Сначала она удивлена и мотает головой, что нет. Он умер больше десяти лет назад, а мы живем в деревне меньше года. Но потом она понимает и отшатывается от меня с перепуганным видом. Она говорит глухим голосом:
– Ты сошла с ума! Я знаю мадам Монтеччари и трех ее мальчиков. Славные люди.
Я говорю:
– Я никого не обвиняю. Ты не поняла, что я имею в виду.
Ей скажешь хотя бы слово или соврешь – и вот она уже успокоилась. Она еще секунды три смотрит мне прямо в глаза, потом отворачивается к плите, наливает кофе в мою чашку, на которой написано «Эль». Кладет полтора кусочка сахара, второй ломает в руке.
Она уходит на все утро. Я раздумываю, как мне со всем этим справиться. Я принимаю ванну на кухне, на край ванны из оцинкованной жести прямо возле моего глаза садится муха. Я шевелю пальцем, и она сразу же улетает. Я думаю о Пинг-Понге, у которого большие и сильные руки.
Отлично. Я беру секатор для роз в одну руку, колесо от велосипеда в другую и говорю себе:
– Не торопись. Потом отступать будет некуда.
Я прокалываю покрышку, а когда мне удается вытащить оттуда секатор, становится понятно, что она безнадежно испорчена.
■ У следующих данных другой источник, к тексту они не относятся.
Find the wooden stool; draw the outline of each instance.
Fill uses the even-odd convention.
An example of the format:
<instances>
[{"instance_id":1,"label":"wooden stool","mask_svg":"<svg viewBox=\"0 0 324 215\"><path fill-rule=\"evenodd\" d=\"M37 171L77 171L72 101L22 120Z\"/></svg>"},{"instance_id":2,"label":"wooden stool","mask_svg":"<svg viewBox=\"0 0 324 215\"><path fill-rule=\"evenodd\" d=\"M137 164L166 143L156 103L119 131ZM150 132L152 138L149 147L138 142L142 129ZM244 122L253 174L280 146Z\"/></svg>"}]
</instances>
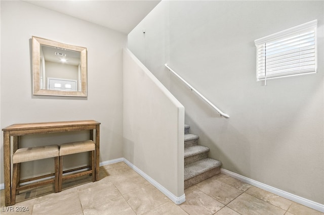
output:
<instances>
[{"instance_id":1,"label":"wooden stool","mask_svg":"<svg viewBox=\"0 0 324 215\"><path fill-rule=\"evenodd\" d=\"M20 180L20 163L40 159L55 158L55 173L46 175ZM59 146L52 145L31 148L22 148L17 150L12 156L13 170L11 188L11 204L16 203L16 195L20 190L54 183L55 192L59 191ZM54 176L54 178L46 179L20 186L20 183L32 181Z\"/></svg>"},{"instance_id":2,"label":"wooden stool","mask_svg":"<svg viewBox=\"0 0 324 215\"><path fill-rule=\"evenodd\" d=\"M92 175L92 182L95 181L95 150L96 144L92 140L86 140L84 141L73 142L71 143L63 143L60 145L60 168L59 170L59 192L62 191L62 182L63 179L68 179L72 178L79 177L87 174ZM63 171L63 157L68 154L75 154L89 151L89 161L90 165L82 168L74 169ZM89 170L78 172L68 175L63 175L63 173L71 172L74 171L81 170L85 168L89 168Z\"/></svg>"}]
</instances>

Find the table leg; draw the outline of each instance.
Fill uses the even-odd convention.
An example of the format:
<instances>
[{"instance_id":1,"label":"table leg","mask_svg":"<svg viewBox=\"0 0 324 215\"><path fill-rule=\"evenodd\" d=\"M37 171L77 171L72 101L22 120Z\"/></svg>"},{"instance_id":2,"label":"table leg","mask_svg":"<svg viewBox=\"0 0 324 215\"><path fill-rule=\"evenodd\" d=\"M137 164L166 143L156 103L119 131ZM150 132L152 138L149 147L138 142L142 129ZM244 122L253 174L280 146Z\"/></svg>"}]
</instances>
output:
<instances>
[{"instance_id":1,"label":"table leg","mask_svg":"<svg viewBox=\"0 0 324 215\"><path fill-rule=\"evenodd\" d=\"M10 136L4 131L4 172L5 178L5 203L11 205L11 163L10 159Z\"/></svg>"},{"instance_id":2,"label":"table leg","mask_svg":"<svg viewBox=\"0 0 324 215\"><path fill-rule=\"evenodd\" d=\"M100 145L100 129L98 125L96 127L96 181L99 180L99 154Z\"/></svg>"}]
</instances>

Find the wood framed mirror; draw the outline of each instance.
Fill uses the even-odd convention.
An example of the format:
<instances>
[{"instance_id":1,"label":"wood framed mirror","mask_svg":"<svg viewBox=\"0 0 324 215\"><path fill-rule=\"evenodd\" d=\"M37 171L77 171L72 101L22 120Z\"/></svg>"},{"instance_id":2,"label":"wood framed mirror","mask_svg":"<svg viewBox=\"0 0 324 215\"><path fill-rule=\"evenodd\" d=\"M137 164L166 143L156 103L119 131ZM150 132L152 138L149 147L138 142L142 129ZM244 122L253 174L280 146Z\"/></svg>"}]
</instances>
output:
<instances>
[{"instance_id":1,"label":"wood framed mirror","mask_svg":"<svg viewBox=\"0 0 324 215\"><path fill-rule=\"evenodd\" d=\"M87 48L32 37L33 94L87 96Z\"/></svg>"}]
</instances>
Затем Эль идет в мастерскую к Пинг-Понгу починить велосипед. Потом он привозит ее к себе во двор. Она надела расклешенную бежевую юбку, темно-синюю рубашку-поло с вышитым дельфинчиком на груди. Она надела белые кружевные трусики, чтобы ему было все видно. У нее уже хорошо загорели ноги, а кожа на внутренней стороне бедер такая нежная, что он по ошибке берет испорченную покрышку, совсем потерял голову. Наконец, стоя у окна, она стаскивает с себя рубашку и демонстрирует ему свою грудь во всей красе, он стоит навытяжку за колючей изгородью, как оловянный солдатик, и она спрашивает себя, действительно ли он сын этого негодяя или просто бедный олух, которого лучше оставить в покое. Когда я чувствую, что даю слабину, то настолько ненавижу себя, что готова убить. Дальше дорога, ресторан. Пинг-Понг не может сидеть спокойно. Когда машина «Ситроен DS» Генриха Четвертого поднимается по склону, он так сильно налегает на руль, будто готов сам подталкивать эту таратайку.
За столом он разглагольствует, как умеет, но всегда об одном и том же. Кстати, совсем не о том, о чем я думала: «Дашь ты себя трахнуть или не дашь?» Совсем не об этом. Не знаю о чем. Мне было приятно и грустно. Да, еще у него нет золотого зажима для денег, он просто держит смятые франки в кармане брюк. Я подумала: «Наверное, зажим достался Микки или Бу-Бу. А может, мамаша хранит его где-то в шкафу, все-таки ценность». Я никогда этого зажима не видела, но уверена, попадись он мне на глаза, я бы его узнала. Он выглядит как монета в двадцать франков, Наполеон[29], посаженная на два золотых круга, которые защелкиваются, как замок. По-моему, я всегда боялась воочию увидеть его.